So he is my brother.
He's married.
They have two children who are my babies.
Um, my nephew is 15.
My niece is 11.
And I am rabid protective of them.
Um, my attachment to them is unhealthy and irrational and I own it.
And I'm not going to Al-Anon, so don't tell me afterwards.
I ain't going.
I'm crazy about my babies.
I am.
Um, um, I was raised by, um, my mom and my, my stepfather.
Um, he was a very...
My mom was a very young...
young bride.
She was, um, 18 when I was born and 16 when my brother was born.
And our biological father abandoned her while she was pregnant with me.
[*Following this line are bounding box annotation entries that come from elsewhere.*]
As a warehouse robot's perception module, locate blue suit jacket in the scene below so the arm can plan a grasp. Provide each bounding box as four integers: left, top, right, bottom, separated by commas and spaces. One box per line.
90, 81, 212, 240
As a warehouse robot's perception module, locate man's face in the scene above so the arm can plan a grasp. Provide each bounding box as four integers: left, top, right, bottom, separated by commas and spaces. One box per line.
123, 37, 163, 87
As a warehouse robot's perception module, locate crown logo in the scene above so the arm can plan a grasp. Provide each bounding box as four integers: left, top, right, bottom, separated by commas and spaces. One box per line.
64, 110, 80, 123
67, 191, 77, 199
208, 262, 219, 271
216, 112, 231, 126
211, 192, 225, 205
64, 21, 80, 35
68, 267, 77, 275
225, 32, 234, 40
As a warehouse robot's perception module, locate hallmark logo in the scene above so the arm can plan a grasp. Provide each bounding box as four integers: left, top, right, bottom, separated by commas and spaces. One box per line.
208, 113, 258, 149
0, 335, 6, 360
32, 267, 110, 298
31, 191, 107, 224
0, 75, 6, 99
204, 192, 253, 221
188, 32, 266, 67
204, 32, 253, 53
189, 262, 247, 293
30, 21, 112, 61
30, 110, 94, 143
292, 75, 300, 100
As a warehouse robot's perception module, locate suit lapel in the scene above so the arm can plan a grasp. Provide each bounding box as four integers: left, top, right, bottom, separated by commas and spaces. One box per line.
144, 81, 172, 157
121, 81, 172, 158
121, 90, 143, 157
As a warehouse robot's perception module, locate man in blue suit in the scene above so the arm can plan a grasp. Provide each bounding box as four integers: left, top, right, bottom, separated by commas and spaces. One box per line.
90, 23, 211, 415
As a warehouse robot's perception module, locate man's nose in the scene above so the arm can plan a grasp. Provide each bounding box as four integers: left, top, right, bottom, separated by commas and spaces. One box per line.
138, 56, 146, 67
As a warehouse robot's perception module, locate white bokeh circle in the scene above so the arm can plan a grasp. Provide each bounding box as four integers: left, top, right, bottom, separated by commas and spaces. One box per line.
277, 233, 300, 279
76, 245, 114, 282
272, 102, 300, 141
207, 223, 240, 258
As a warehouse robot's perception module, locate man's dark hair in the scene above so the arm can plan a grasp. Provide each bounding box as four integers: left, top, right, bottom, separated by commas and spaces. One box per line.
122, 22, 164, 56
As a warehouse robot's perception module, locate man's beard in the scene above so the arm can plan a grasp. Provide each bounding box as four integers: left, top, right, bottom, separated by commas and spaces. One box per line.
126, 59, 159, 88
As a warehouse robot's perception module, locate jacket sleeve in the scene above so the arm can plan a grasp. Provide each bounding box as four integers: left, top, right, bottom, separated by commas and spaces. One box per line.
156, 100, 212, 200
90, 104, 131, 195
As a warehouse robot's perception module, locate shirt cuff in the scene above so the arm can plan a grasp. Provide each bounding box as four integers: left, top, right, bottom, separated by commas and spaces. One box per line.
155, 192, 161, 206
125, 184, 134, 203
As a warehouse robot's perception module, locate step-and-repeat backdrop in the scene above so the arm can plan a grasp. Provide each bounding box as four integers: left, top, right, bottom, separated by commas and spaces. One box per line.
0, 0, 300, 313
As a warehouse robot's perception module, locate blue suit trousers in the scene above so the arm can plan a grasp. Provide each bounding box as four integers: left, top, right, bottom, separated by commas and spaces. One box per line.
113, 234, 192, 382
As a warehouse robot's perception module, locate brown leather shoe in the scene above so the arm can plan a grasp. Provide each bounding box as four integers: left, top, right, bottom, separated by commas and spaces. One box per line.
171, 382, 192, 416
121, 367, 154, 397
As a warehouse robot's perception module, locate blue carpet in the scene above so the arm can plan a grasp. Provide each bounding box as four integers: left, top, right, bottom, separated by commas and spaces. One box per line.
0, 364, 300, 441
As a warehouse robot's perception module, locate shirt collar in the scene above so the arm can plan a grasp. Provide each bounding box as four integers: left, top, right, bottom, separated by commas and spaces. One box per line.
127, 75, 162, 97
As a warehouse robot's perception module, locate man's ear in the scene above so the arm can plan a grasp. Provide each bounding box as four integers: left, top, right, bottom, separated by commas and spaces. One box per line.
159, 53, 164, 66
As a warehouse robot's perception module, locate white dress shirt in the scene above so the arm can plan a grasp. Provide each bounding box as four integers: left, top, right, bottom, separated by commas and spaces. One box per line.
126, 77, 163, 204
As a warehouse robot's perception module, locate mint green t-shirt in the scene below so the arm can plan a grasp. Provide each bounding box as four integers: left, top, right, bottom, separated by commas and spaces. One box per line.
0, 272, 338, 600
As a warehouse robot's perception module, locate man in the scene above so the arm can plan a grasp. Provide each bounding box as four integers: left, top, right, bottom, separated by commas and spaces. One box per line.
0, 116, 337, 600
So she connected with the guy who could pay the bills immediately.
And, again, it's just one of those situations where they did the best they could at the time.
Things weren't perfect, but they did the best they could at the time.
And today I can just stay on my side of the street.
And that's nothing short of a miracle.
And everything I say that's good in my life,
is a direct result of working the steps of Alcoholics Anonymous.
Um, so he was a, a very angry alcoholic.
We were extremely poor.
Um, grew up maybe the first seven or eight years of my life in the Pittsburgh community.
McDaniel Street, Garibaldi, Windsor, those streets, the hood.
And then, um, we upgraded and moved to Thomasville Heights, which is a different hood.
But for us, it was an improvement.
You know, there were still, you know, rats and roaches, but they were different rats and roaches.
Better manners, better fed.
Just, you know, it was what it was.
And, you know, that's the thing about growing up in poverty.
We didn't sit around all day thinking about, boy, how bad we had it.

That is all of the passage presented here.